Once, back in the ‘80s I had a pair of Nike Pegasus that fell apart after about six weeks. I called Nike and complained. The product manager I spoke with asked how many miles I was running a week. When I told him he laughed and said be was surprised they lasted that long. The laughter was my only reward for the complaint. (I don’t run that much any longer)
Getting new running shoes is a treat. These new shoes are Newtons. I’ve been running in them as well as Nike, Asics and Zoots. To add to that list I have a pair of the Five-Finger running by Vibram. All of them are pretty much pounded to pulp. Hence, new shoes.
I selected the replacement pair, the Newtons, because I think they idea for archery. Whether they are or not is only a guess. But the toe box cushion on the shoe does, seemingly, help me feel my feet as I am preparing to shoot. Too much heel and I feel like I’m rocking backwards. But, as far as that goes, I’ve got work boots that seem to feel just as good.
At any rate, this rant isn’t so much about footwear and shooting. It’s about what happened while running this morning.
Running down the road, Coco (a Labrador retriever that joins the run nearly every morning) was headed out the door. Her owner was saying good morning to me and I was calling back the greeting. As such, I was not watching the road. While calling to Coco’s owner and waving I stepped on something. It felt unfamiliar.

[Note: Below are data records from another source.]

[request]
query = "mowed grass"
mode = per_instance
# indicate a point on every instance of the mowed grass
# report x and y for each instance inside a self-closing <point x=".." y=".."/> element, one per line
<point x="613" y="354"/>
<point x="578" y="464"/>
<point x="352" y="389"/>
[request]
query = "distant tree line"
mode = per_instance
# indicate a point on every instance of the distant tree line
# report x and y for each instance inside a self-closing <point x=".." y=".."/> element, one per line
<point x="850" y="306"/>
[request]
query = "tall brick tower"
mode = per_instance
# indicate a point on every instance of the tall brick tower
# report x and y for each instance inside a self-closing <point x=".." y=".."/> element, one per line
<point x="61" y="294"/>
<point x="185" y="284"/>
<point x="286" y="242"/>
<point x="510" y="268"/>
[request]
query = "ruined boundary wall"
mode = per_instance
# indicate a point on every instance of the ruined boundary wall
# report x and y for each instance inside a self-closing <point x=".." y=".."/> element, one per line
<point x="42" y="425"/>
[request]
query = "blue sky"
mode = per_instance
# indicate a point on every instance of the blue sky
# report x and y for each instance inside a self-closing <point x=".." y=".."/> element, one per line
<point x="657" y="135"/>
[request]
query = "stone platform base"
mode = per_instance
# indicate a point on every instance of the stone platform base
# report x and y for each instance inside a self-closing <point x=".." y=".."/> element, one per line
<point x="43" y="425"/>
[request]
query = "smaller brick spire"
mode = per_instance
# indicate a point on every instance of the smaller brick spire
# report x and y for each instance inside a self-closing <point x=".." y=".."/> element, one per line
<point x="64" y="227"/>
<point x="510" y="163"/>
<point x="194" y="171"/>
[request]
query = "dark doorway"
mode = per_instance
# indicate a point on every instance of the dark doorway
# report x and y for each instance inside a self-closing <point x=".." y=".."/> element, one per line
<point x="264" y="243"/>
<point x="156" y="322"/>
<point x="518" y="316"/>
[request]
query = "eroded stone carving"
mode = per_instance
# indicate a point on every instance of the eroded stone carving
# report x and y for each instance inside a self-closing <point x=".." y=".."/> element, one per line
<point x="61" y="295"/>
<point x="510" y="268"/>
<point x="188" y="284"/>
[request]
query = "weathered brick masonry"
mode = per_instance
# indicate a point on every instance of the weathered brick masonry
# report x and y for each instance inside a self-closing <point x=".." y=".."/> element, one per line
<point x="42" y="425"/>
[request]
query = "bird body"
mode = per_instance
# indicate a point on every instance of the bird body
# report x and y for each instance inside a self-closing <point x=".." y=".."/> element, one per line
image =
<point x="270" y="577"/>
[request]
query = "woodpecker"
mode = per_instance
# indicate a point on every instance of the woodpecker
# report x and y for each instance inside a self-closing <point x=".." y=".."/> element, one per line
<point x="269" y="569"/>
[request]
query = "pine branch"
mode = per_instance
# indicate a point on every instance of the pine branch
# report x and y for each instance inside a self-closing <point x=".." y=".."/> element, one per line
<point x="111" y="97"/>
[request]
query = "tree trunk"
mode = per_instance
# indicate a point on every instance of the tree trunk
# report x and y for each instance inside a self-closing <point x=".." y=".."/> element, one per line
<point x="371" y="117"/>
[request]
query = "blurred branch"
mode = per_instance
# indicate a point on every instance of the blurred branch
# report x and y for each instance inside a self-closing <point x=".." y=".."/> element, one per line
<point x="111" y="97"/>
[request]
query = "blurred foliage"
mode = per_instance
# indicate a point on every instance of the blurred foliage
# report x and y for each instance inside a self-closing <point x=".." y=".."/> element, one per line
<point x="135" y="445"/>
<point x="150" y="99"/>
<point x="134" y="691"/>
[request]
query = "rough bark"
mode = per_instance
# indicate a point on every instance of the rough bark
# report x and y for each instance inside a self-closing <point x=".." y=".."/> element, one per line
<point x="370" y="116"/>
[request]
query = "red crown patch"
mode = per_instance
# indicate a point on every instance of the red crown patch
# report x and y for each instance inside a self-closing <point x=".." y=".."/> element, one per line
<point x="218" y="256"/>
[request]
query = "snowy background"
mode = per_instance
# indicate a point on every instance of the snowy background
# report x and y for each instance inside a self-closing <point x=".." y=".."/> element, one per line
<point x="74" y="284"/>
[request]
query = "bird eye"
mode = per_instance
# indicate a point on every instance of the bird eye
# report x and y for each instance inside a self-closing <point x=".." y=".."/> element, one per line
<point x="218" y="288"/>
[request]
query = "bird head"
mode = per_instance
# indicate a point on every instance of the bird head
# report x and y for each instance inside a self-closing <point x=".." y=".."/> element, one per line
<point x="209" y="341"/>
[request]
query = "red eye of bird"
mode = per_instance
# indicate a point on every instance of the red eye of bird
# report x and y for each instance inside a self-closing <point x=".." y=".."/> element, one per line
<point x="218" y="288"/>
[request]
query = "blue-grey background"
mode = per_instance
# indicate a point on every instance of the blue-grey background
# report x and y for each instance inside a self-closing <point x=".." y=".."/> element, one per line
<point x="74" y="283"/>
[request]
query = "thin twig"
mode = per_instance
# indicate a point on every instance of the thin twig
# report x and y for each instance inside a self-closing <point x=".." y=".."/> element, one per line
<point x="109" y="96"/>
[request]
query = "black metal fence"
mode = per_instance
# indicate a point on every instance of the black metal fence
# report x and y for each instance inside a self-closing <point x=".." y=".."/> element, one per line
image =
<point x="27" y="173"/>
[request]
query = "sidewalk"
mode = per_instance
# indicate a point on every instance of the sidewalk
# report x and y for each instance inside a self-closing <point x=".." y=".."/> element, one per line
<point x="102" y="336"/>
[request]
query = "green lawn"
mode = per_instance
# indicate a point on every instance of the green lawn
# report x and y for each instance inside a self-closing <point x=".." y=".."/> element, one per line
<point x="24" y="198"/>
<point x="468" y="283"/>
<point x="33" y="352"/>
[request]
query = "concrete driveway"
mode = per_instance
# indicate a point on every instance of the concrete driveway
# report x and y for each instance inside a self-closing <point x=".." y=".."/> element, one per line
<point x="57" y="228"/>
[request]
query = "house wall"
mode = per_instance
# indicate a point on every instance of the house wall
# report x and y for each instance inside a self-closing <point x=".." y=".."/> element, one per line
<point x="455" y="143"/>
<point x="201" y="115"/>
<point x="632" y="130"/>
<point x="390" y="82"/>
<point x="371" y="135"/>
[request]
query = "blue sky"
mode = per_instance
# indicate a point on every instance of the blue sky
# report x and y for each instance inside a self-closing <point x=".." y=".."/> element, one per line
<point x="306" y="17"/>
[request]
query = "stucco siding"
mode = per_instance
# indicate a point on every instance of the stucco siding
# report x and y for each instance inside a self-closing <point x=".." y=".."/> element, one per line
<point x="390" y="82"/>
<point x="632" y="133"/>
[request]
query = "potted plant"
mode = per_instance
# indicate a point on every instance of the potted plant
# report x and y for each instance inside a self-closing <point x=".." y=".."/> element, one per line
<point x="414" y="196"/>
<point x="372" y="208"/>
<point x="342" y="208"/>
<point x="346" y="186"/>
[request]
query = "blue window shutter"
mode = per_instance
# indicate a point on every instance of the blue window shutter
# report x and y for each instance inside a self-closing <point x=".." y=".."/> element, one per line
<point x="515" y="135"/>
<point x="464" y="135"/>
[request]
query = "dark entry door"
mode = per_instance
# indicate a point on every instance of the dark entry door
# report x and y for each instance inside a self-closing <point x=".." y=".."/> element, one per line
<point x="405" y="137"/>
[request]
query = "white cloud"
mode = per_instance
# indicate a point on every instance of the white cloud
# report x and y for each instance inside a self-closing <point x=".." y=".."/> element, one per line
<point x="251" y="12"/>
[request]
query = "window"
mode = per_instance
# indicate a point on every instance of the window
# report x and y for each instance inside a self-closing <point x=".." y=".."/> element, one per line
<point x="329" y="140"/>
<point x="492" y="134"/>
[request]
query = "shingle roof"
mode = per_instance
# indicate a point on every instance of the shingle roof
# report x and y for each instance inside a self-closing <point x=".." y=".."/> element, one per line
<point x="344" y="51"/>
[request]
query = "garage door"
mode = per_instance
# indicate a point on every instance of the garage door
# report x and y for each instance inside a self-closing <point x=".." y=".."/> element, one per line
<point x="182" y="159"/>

Now, I run a good bit and do so nearly every day. As such, I’ve stepped into a lot of crap. (Crap in general, not necessarily specific, but that too is true) This foot contact was unusual and unknown.
When I looked back to see what it was I’d stepped on – it was a snake. My stepping on the snake had not immediately killed it; certainly it didn’t improve its health.
What are the odds? Thankfully, it was not poisonous and only about a foot long. But – damn.